Although the details of this are yet to be confirmed, Penang state speaker Abdul Halim Hussein acknowledged receipt of Fairus’ letter and said he will inform the Election Commission who will then make a formal announcement calling voters to the polls.

This by-election may be one that could not have arrived at a worse time—the Pakatan Rakyat are stricken with internal problems while the Barisan Nasional federal government have only just named a new cabinet and seem to have gotten off on a shaky start.

Although Penang is a DAP-driven Pakatan Rakyat (PR) government, political analysts are not entirely too sure that it would be a sure win for the coalition this time around.

Associate Professor of Political Science at UKM Professor Agus Yusoff believe the polls could be construed as yet another referendum of new Prime Minister Datuk Seri Najib Tun Razak’s leadership.

“A by-election would be a test for Najib to evaluate the rakyat’s support of his leadership and his 1Malaysia ideology, as well as their acceptance of his new cabinet,” said Agus.

US-based political analyst Ong Kian Ming, however, feels this by-election could even be seen as a referendum but not on Najib and BN but rather on PKR leader Datuk Seri Anwar Ibrahim and Penang Chief Minister Lim Guan Eng.

“Anwar may not be looked on too kindly because he was the one who selected Fairus, and Fairus has been a major failure, calling into question Anwar’s judgment,” said Ong.

Ong also questioned who the real leader of the state was following the delay in the naming of a new DCM1, saying that while PR de facto leader Anwar had made a mess of things, Lim appeared to have allowed for it to happen.

Wong Chin Huat, a political scientist at Monash University Sunway, says that this by-election is unlike Bukit Gantang in that it is not a referendum of any political party or coalition simply because there is no singular, unifying issue.

Referendum or not,the main question on people’s minds is fairly predictable: Who will emerge victorious in Penanti and likely hold the state’s second most powerful position of DCM1?

Most analysts believe it will be a close fight.
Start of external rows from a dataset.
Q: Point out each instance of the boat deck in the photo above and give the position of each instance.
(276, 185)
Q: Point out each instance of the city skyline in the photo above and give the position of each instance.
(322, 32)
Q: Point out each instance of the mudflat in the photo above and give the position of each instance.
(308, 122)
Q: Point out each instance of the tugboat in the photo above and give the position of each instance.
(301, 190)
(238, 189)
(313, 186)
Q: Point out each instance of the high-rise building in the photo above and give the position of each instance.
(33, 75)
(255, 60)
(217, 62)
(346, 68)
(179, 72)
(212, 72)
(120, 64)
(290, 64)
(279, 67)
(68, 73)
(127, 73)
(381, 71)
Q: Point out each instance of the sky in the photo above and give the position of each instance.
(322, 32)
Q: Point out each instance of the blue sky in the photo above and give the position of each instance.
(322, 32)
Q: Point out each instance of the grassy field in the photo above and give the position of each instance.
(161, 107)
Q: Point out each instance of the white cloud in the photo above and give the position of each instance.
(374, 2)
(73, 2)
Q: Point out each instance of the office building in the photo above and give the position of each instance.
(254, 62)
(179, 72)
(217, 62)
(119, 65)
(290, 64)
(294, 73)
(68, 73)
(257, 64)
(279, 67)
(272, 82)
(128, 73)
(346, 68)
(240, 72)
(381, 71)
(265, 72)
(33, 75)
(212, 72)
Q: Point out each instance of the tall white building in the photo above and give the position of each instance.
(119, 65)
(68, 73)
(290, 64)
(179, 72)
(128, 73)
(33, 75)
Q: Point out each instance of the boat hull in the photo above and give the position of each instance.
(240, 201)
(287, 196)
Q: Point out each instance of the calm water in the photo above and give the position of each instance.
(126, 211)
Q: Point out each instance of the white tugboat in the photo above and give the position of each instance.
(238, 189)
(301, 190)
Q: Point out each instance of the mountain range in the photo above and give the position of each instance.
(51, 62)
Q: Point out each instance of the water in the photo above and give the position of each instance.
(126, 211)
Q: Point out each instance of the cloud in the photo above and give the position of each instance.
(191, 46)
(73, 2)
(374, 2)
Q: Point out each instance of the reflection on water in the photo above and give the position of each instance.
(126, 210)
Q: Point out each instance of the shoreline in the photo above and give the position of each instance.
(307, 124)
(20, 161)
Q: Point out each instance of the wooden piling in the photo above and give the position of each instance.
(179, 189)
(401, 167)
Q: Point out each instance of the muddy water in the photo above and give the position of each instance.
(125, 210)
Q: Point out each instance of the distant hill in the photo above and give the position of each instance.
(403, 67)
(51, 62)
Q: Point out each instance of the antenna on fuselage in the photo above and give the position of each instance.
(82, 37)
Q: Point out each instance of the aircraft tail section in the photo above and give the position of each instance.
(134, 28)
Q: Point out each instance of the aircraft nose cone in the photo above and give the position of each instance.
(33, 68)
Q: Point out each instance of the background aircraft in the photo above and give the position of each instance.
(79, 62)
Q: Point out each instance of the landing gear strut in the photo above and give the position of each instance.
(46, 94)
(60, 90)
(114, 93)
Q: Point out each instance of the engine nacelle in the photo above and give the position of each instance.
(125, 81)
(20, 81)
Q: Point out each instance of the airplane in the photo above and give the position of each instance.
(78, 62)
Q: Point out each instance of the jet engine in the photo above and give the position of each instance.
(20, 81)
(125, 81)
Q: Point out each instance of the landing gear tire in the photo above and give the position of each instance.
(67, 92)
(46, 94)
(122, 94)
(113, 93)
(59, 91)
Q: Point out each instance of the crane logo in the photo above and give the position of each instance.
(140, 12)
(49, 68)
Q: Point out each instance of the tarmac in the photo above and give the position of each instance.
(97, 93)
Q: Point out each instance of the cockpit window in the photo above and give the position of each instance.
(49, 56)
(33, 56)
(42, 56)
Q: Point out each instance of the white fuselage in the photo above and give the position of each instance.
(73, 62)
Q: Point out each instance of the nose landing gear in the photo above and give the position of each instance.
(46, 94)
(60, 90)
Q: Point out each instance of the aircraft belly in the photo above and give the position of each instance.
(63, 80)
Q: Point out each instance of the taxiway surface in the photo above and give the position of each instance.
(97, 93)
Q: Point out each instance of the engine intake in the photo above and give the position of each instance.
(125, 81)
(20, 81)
UKM’s Agus says that because Penanti is by not traditionally a stronghold for either site, the contest could go either way. “Barisan Nasional has a better chance here than it did in the recent by-elections (in Bukit Selambau and Bukit Gantang).”

Ong agrees there is no clear-cut favourite. “This by-election would be a tricky one for PR because it was a scandal that forced Fairus to step down,” he says. “But PR is the incumbent in Penanti – which also happens to be within the Permatang Pauh constituency – so they have the upper hand.”

Monash’s Wong also thinks the incumbency factor is critical and believes PR will emerge victorious. He feels that BN does not stand a chance, despite by-election “fatigue”. There have been five by-elections since March 8, 2008 (four in Peninsular Malaysia and one in East Malaysia).

“Things may look bad on the outside for PR because a leader of questionable character was forced to quit, but Penanti is still a state seat under Anwar’s parliamentary constituency,” Wong says. “I have no doubts they would still vote for their favourite son even though they may be disappointed in him delaying the announcement of the new deputy chief minister I,” he adds. 

So far it’s been four straight electoral defeats in the Peninsula for BN since the general election. Will Number Five be the lucky number for the BN? This looks to be their best chance to break their unlucky streak.